Even in recent weeks, with the Rockets defense facing several run-first teams, the passing game has proven problematic. Against Byron in Week 6, the Tigers’ first two scores came through the air, with quarterback Braden Smith throwing touchdown passes of 73 and 38 yards.
“Surprisingly, it seems like one of our areas we’ve struggled with against some of these powerhouse, predominantly run teams, has been when they hit us with the pass,” Leaf said. “Byron got us a few times in the first half on first-play open-field passes, so we’ve got to be able to recognize that.”

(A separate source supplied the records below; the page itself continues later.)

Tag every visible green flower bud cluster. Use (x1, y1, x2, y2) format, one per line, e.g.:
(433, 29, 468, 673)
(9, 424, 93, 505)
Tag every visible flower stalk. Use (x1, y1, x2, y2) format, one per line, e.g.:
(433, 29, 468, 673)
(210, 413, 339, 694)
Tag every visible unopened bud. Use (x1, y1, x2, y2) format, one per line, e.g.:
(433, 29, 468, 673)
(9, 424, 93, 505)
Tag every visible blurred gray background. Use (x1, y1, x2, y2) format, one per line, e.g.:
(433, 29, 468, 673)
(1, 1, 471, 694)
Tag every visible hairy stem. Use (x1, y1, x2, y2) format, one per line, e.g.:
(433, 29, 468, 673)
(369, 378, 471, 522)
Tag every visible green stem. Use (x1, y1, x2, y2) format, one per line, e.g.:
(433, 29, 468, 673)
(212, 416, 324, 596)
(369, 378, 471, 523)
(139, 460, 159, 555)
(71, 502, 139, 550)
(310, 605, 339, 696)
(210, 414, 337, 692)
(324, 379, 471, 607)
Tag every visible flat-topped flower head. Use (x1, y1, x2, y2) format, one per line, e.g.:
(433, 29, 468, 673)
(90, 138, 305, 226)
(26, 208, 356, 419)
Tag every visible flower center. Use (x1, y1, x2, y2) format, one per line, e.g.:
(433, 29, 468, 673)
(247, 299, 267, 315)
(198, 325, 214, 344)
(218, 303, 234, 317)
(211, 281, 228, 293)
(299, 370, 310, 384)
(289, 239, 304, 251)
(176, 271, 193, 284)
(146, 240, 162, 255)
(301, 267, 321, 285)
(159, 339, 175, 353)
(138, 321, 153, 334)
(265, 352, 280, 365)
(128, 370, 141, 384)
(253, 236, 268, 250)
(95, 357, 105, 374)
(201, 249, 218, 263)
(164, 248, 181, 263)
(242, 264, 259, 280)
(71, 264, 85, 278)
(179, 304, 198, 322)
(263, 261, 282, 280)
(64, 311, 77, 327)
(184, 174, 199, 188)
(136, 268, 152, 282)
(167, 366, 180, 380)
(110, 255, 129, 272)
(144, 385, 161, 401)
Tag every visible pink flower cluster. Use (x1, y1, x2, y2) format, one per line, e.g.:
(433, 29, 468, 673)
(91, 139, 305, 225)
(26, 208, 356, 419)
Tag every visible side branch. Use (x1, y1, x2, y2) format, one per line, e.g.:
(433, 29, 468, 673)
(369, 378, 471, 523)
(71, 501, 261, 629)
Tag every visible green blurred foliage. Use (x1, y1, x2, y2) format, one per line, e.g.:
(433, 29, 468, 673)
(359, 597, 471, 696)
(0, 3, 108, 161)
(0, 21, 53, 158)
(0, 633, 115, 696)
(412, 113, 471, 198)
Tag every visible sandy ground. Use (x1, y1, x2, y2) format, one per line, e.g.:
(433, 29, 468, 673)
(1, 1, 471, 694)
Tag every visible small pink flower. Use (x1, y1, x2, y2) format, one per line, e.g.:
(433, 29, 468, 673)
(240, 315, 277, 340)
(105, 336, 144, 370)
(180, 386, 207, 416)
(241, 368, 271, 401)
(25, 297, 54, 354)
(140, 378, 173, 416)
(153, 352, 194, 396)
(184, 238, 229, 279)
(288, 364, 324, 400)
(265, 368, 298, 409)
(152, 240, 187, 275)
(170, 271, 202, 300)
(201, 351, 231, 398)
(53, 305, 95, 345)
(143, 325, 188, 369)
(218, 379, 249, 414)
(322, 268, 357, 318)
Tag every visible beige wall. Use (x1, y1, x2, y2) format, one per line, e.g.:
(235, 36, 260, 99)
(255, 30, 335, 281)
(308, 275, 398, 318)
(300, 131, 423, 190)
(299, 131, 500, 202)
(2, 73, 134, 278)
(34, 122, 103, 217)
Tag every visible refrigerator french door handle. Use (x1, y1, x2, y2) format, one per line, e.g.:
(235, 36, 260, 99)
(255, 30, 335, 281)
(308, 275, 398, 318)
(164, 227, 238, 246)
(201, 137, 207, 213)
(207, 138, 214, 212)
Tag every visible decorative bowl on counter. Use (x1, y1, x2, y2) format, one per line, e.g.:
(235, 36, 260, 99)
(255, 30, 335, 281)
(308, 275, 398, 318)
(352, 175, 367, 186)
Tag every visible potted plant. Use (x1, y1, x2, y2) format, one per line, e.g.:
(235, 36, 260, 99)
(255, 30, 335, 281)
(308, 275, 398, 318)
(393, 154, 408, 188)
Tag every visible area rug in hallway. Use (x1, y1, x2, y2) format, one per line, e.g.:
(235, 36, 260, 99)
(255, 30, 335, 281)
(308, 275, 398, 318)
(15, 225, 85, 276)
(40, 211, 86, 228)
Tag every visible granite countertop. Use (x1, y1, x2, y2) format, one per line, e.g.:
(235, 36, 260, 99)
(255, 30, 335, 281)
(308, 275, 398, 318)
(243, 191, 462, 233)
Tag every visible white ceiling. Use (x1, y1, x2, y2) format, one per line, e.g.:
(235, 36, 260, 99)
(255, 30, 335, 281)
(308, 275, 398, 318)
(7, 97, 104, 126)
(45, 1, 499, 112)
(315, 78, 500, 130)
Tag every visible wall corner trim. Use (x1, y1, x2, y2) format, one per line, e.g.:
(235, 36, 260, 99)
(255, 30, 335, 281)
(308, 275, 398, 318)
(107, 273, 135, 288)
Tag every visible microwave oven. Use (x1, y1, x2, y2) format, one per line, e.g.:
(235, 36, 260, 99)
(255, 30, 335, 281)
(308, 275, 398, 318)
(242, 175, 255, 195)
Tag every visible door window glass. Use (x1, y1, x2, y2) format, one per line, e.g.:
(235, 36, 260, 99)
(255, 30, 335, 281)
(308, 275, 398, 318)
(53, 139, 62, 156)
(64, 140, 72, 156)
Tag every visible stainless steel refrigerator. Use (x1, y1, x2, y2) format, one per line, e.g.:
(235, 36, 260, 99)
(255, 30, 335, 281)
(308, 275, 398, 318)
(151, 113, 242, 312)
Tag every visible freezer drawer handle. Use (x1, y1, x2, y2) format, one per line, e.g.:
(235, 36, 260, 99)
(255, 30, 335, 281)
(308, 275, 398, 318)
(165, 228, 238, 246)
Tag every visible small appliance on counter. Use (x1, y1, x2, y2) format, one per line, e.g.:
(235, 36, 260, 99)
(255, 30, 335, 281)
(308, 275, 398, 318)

Rock Falls’ offense will face a North Boone defense which has allowed 154 points this year, giving up 49 two weeks ago when the Vikings faced Byron and 50 in a Week 2 rematch with Dixon. But the Vikings also shut out Rockford Lutheran and held Rockford Christian to six points.
Since their own win over Rockford Christian, Rock Falls has scored just 23 points. In the loss to Byron, Cross broke an 80-yard touchdown run, but the Rockets offense was otherwise bottled up most of the way.
“We’ve really struggled the last couple of games with teams stacking the box on us and being able to develop our plays,” Leaf said. “A lot of times we have our Twins set, backside single-wide receiver, and seven-on-five is not necessarily a great ratio in terms of trying to establish the run. If they’re going off anything from the last couple of games, I’m sure they’re going to be stacking the box and daring us to pass, so we have to sustain our blocks.”
The Rock Falls offense does get a boost with Dillon Schueler back in the lineup. The senior running back was injured in the win over Rockford Christian and tried to make a go of it Week 2 against Stillman Valley but ultimately couldn’t.
Rock Falls also hopes to get an offensive boost from a slightly different look.
“We’ve added in a new formation, other than Texas, so we can have more people blocking in the box to give our quarterback more time to pass,” Cross said. “It’s more like an I-formation where we have two wide receivers out, and I think having more people to block will give us more time, so we can implement our pass game more.”